UTRECHT, NETHERLANDS — In an updated outlook Rabobank’s poultry report for Q1 2024 expects conditions in the segment to be a moderately positive year.
Analysts from the financial services company forecasted 1.5% to 2% growth for next year.
Lower input costs should lead to lower-priced chicken and help stimulate chicken consumption in 2024. Rabobank explained it was a sign of recovery compared to 2023 when growth was only 1.1%. The expected growth in markets will come from Southeast Asia, the Middle East and Latin America.
Senior analyst of Animal Protein at Rabobank, Nan-Dirk Mulder, stated that producers will need to keep balancing supply growth with relatively slow demand growth, especially in the United States, Thailand, Indonesia, and most recently, China and the European Union, which are struggling with oversupply.
Rabobank added that consumers would remain sensitive to prices because of weak economic context and pressure to supply affordable products to customers via price-driven channels.
“In this context, poultry will continue to benefit from downtrading in terms of meat type and product category,” the report said. “But as wages have increasingly risen in line with earlier inflation, value-based market opportunities will gradually return as consumer price inflation lowers. Nevertheless, price-driven markets will be an ongoing challenge for producers in 2024, as the industry will still face relatively high costs and potential volatility.”
During 2024, feed costs are expected to move slightly lower. However, ongoing global geopolitical issues like the war in Ukraine, the Middle East conflict, and weather events could still be factors along with oil and gas prices.
The group also added that the fast growth in global trade over the last two years has started to slow.

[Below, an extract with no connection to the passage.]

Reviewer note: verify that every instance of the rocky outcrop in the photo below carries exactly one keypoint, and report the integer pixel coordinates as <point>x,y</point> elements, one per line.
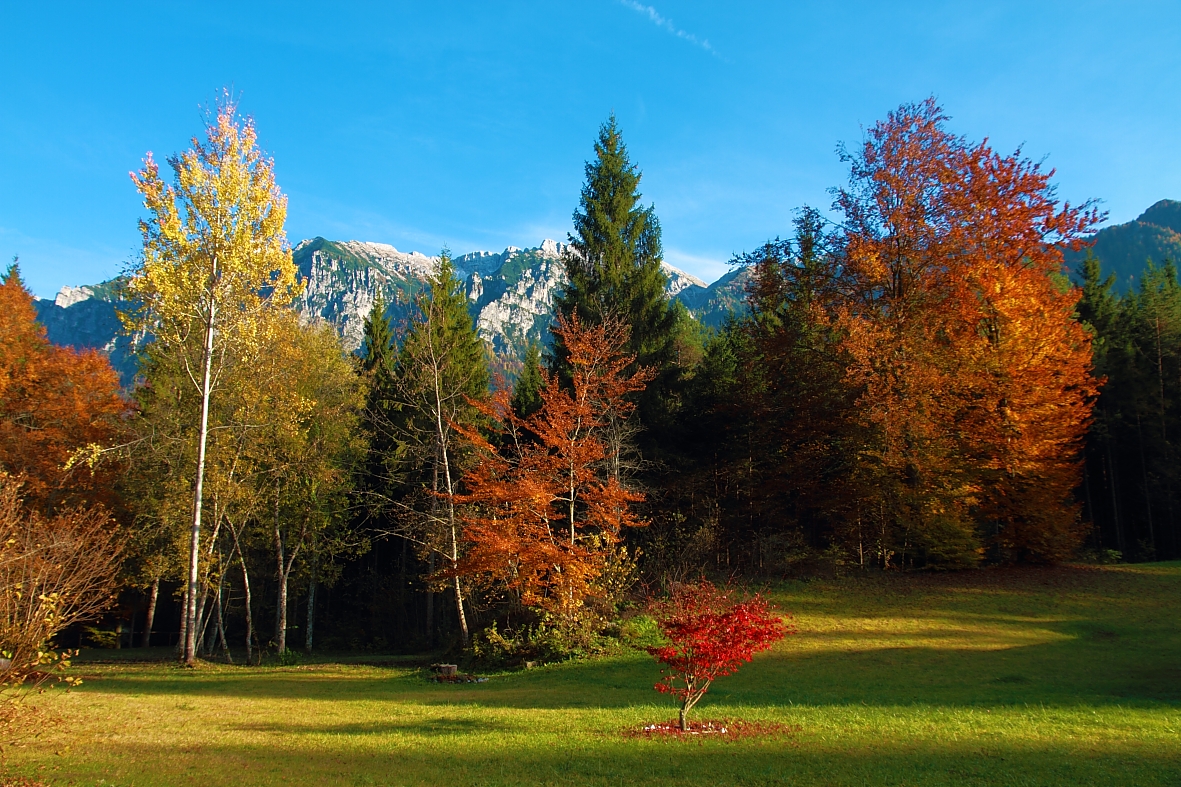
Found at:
<point>510,293</point>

“Trade will not be easy but will keep growing, mainly in raw chicken meat, and the market will gradually recover on improving consumer spending power in several key markets, like the EU, UK, and US,” the report said.
Later in the analysis, Rabobank recognized the effect avian influenza could have on the poultry market during 2024, especially since it has already impacted production and trade in the United States and Europe.
Throughout the United States, Canada and Mexico, cases in commercial farms, particularly in turkeys and layers, continue to be reported during the winter months. In Europe, there have been cases in production countries including the United Kingdom, the Netherlands, Germany, Denmark, France and Hungary.
“These relatively early outbreaks in the Northern Hemisphere winter season should be a major wake-up call for the industry to keep biosecurity at its highest level,” Mulder said.
The report stated that with the steady price-driven market context with high and volatile input costs and avian influenza risks, producers should concentrate on efficiency, procurement and biosecurity. However, improving spending power should enhance demand for more premium and value-added products.